Best time to visit: Any time, but of course winter months will be cooler. Late April and early May will be better for wildflowers and nesting Ospreys too. We often heard Ospreys calling. It was fun to watch the parents bringing food back to their very demanding offspring!
There’s a nice beach and picnic area on Lake Louisa. If you swim there be careful though, there’s no life guard and there are alligators.
The park also is a popular place to bicycle, so bring yours if you have room.
The kayak launch at Lake Dixie across from the cabins is an easy put in. The one at Lake Louisa requires a long carry, so bring a friend or a kayak trolley if you plan to paddle there. You can also put in at the Crooked River Preserve just to the north of Lake Louisa and paddle down to the lake.
I didn’t get a chance (yet) to hike the many trails in the park.

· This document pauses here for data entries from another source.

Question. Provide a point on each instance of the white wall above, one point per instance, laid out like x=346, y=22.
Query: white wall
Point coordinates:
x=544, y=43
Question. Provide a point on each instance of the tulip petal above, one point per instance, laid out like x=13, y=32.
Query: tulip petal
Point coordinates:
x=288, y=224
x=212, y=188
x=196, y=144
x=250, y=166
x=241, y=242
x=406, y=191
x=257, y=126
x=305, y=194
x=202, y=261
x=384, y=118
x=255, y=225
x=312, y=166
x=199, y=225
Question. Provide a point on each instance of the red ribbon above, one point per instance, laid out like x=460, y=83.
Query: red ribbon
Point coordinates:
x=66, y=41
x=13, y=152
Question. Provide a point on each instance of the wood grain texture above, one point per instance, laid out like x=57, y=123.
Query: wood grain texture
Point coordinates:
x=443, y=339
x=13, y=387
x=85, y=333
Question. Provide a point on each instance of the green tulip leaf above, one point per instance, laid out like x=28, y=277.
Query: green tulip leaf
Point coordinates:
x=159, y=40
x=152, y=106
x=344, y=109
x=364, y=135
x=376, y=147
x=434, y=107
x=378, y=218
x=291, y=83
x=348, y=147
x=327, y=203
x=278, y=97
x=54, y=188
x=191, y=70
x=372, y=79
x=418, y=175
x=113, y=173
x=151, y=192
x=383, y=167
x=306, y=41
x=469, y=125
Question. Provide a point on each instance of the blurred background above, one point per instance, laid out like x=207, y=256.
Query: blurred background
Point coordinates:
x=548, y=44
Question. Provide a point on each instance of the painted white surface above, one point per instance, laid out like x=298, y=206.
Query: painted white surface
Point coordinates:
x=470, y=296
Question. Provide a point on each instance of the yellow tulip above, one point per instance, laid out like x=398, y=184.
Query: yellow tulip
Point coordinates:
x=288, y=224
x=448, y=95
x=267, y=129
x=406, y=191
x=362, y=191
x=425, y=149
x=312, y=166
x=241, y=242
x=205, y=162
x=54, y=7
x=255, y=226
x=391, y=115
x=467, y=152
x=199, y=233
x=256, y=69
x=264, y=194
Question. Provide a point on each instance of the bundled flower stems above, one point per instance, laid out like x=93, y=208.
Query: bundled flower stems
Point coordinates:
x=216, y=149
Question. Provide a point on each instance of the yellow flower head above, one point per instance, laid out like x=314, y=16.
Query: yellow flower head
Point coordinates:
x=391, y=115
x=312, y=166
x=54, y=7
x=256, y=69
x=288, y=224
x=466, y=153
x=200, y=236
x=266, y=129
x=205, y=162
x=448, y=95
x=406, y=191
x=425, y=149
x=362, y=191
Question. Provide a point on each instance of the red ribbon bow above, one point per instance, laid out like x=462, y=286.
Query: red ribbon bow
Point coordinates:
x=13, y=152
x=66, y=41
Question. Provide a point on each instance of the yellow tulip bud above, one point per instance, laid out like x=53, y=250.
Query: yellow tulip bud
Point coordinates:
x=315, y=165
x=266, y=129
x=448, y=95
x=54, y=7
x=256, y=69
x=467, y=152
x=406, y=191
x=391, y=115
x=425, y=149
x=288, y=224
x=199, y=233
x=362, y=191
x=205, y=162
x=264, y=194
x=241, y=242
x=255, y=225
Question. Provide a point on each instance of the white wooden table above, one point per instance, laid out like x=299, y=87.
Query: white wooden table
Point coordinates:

There are 9 main ones ranging from 1/2 to 5.5 miles and some of these lead to smaller lakes which might be very scenic.
The Citrus Tower is close to the park. It was built as a tribute to the citrus industry in the area. There’s a great view from 226 feet up, but a lot fewer orange trees visible now than there were in 1956 when it opened.
Cloudy in Clermont – View from the top of the Citrus Tower, looking south along HW27.
There are also many restaurants within a short drive from the park if you don’t want to cook in your cabin.
Lake Louisa State Park is a relaxing and scenic destination. It seems a world away from busy downtown Orlando. It’s perfect for a weekend get away. If you haven’t been there yet, you should go. I’m very glad we did.